Respect truce, war not the answer, says Pakistan
Pakistan and India need to respect a 2003 ceasefire along the Kashmir border to end clashes “without indulging in blame-game and point-scoring”, the Pakistani government said Friday
Islamabad: Pakistan and India need to respect a 2003 ceasefire along the Kashmir border to end clashes “without indulging in blame-game and point-scoring”, the Pakistani government said Friday.
In indications that Islamabad desired to de-escalate border tensions, an official statement after a meeting of top civilian and military leadership said war was no solution between India and Pakistan.

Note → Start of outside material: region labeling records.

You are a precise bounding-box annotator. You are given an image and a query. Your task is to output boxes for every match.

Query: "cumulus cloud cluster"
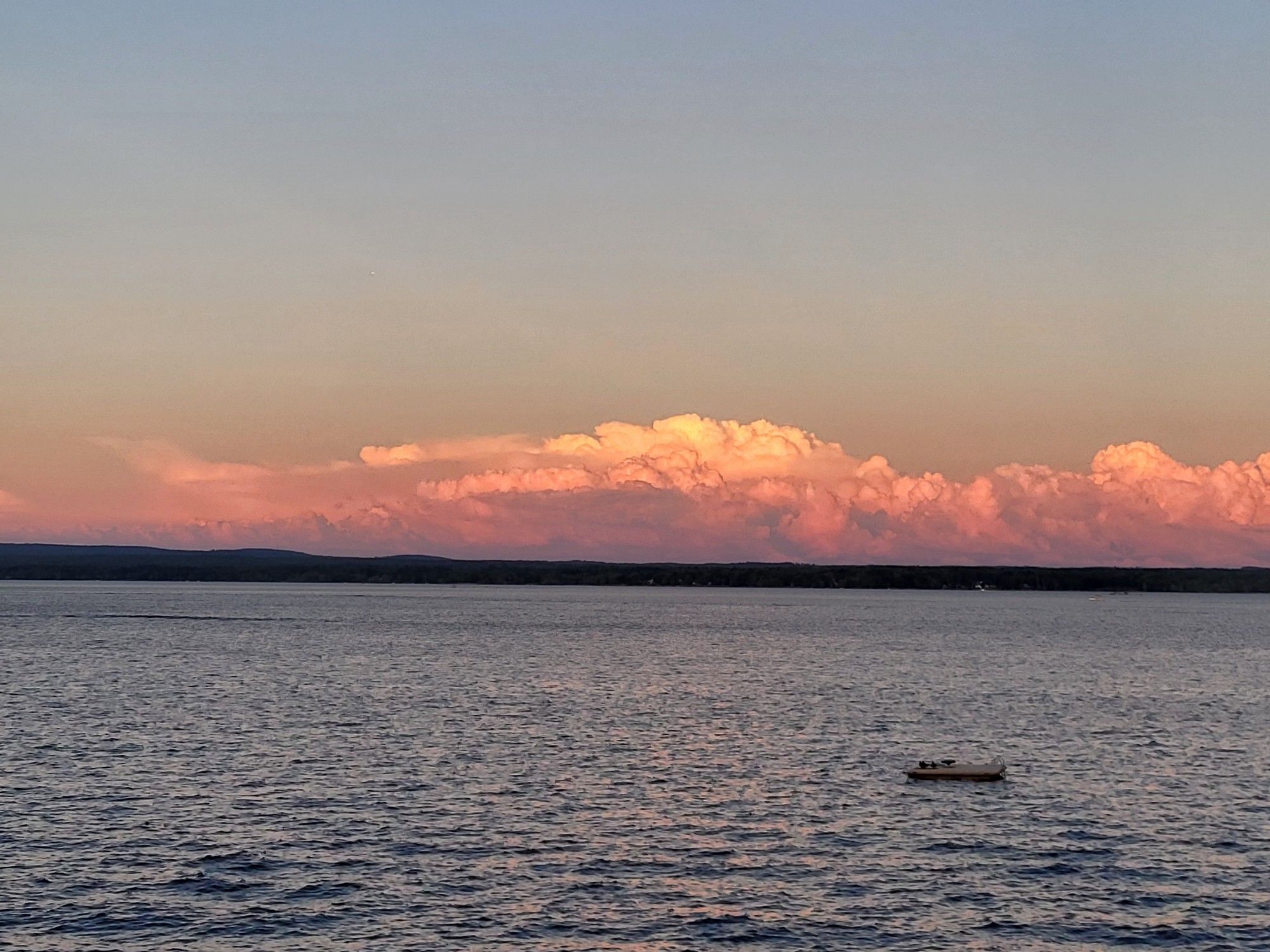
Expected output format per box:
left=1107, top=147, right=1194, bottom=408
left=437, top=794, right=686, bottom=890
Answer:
left=10, top=414, right=1270, bottom=565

Nawaz Sharif and Narendra Modi
“Both countries are aware of each other’s capabilities. War is not an option," the Dawn newspaper quoted the statement as saying at the end of the National Security Committee (NSC) meeting.
"It is shared responsibility of the leadership of both countries to immediately defuse the situation."

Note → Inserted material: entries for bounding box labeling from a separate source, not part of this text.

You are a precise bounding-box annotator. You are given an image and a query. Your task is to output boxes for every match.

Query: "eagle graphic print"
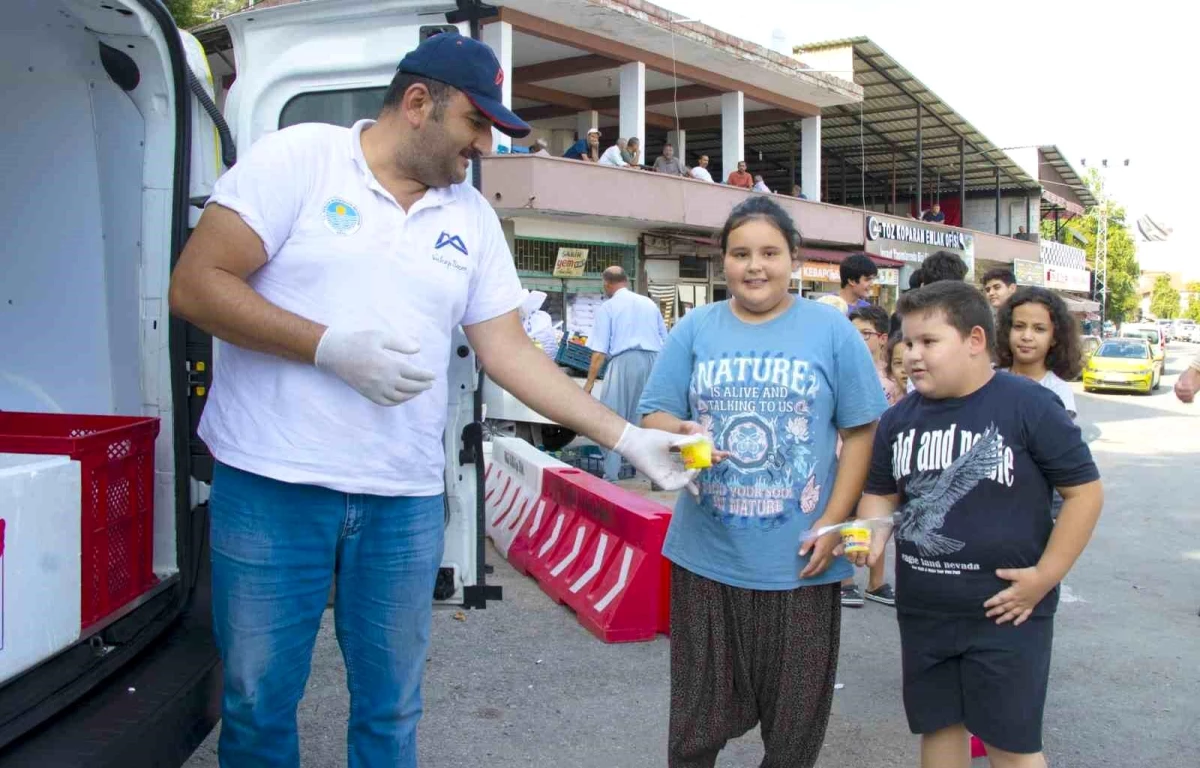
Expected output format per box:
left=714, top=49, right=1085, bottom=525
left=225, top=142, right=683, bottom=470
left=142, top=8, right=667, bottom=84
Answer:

Friday's meeting was presided over by Prime Minister Nawaz Sharif. Those who took part included Interior Minister Chaudhry Nisar Ali Khan, Advisor on national security and foreign affairs Sartaj Aziz, and army chief Gen. Raheel Sharif.
Several civilians have been killed and thousands displaced along the winding Jammu and Kashmir border following intense firing and bombing by the Pakistani and Indian armed forces. India and Pakistan have accused each other for the fighting, the worst in over a decade.
The NSC voiced disappointment that India had not reciprocated "Pakistan’s sincerity".
It said the ceasefire violations by India had led to loss of precious lives and injuries to innocents as well as Pakistani soldiers.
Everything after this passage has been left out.